Six days before Braque’s death, the SS France had set sail from Le Havre to New York. On board were the 113 jewels Braque had made in collaboration with Baron Heger de Loewenfeld (and shown at the Louvre between 21st March and 13th May 1963, the day of Braque’s 81st birthday).
In the Cour Carree at the Louvre, “…under the fasts of national funerary and in front of his casket covered by the French flag and Beethoven’s Heroic March, André Malraux brought him [Braque] the homage of the entire Nation.”
There’s an audiovisual clip of Malraux bringing Braque “the homage of the entire Nation” here.
On that same day, the 3rd September 1963, “the entire [United States of] America at the initiative of his Excellency Hervé Alphand, Plenipotentiary and Extraordinary Ambassador of the French Republic, joined with fervor the funeral ceremony officiated aboard the ship France in the New York harbor…” [‘Métamorphoses de Braque’ (Éd. F.A.C., Paris, 1989)]
I can’t help but think (and I’ve been thinking this for a very long time now), that the SS France should be dry docked in the Cour Carree – so that the two parallel memorial events could now become the one location. Or site (Foucault).

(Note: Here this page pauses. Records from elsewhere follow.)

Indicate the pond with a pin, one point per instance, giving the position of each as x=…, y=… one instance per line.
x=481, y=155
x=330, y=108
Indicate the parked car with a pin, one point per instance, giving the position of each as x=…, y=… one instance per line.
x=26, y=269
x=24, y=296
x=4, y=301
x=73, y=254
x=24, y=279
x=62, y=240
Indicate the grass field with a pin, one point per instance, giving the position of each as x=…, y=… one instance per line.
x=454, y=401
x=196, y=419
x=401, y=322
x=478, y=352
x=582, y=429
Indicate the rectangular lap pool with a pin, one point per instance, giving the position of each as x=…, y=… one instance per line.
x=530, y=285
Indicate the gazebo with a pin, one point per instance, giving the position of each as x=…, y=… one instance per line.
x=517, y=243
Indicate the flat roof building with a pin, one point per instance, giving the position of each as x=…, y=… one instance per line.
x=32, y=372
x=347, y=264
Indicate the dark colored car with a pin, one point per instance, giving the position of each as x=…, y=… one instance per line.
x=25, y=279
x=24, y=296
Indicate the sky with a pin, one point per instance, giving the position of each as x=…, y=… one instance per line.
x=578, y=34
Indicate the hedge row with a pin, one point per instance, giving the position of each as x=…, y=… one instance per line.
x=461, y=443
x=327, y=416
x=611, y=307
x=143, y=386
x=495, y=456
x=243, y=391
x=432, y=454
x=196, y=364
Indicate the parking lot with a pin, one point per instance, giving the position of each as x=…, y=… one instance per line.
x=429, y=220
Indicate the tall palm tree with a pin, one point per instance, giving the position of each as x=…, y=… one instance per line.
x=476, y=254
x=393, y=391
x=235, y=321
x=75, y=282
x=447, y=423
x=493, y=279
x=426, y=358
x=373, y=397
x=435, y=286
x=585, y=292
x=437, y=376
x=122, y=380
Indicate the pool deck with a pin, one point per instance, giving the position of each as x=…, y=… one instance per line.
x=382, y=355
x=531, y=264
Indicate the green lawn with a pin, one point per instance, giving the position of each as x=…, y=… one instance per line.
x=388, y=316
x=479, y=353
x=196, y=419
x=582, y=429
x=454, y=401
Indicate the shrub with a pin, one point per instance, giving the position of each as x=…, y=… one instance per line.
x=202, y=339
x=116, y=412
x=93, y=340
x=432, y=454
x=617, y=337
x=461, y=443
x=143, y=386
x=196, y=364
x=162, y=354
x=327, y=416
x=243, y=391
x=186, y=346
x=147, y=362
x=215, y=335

…the Ateliers are a microcosm of the painter’s professional universe…canvases and frames are stacked; on a lectern is a pile of sketchbooks which Braque claims he uses as `cookerybooks’ to provide ideas and suggest subjects for compositions…tables are laden with artists’ materials, while others are covered with pots, vases, musical instruments, bowls of fruit, pieces of sculpture, objets trouvés, philodendron plants and all kinds of odds-and-ends…
– John Richardson: ‘The Ateliers of Braque’, Burlington Magazine XCVII no. 627, June 1955
This is, on one level, a very simple enquiry – what happened to Braque’s studio objects after his death? I’ve just mailed this question to Alex Danchev.
Wouldn’t it be something to find those things that triangulated so essentially with painter and painting?
It isn’t possible to assess to what extent Braque arranged his affairs before his death (Danchev reports that Braque, slipping in and out of consciousness, asked for his palette when close to death, and this suggests the painter had a sense of on-going project, of unfinished business, and not of termination or extinction). So let’s assume that Braque simply left everything to his wife, Marcelle. Or maybe he left all his studio objects to Mariette Lachaud, his studio assistant for over thirty years. Maybe this is as simple as finding a couple of Wills and understanding the distribution of Braque’s Estate.
This could just be a case of chasing the paperwork, and of seeing where this takes us.
Or maybe some provision was made (by Braque, by Marcelle?) whereby the studio objects were dispersed along with the late paintings. The seven volumes of Braque’s Catalogue Raisonne (Maeght Editeur, Paris) don’t extend beyond 1957, and, therefore, are not of much use in this instance. Certainly Marcelle Braque made a bequest to the Musee National d’Art Moderne before her death in 1965. Also, some of the late paintings went to Aime Maeght.
I’m sure I’ve seen somewhere a partial inventory of the objects shown in some of Braque’s paintings… Anyway, to do a full inventory would be fascinating. But better still would be to draw and paint these objects (or the ‘rapport’ with and between these objects) in the hope that this would make “everything possible and right” (again). Perpetual revelation?
Alex Danchev has replied very promptly. He says: “I’m sorry to say that I think they [the studio objects] are either dispersed or inaccessible. After Marcelle’s death, the Braque estate passed to the Laurens family…legally, the inheritor is now Quentin Laurens, the director of the Galerie Leiris.”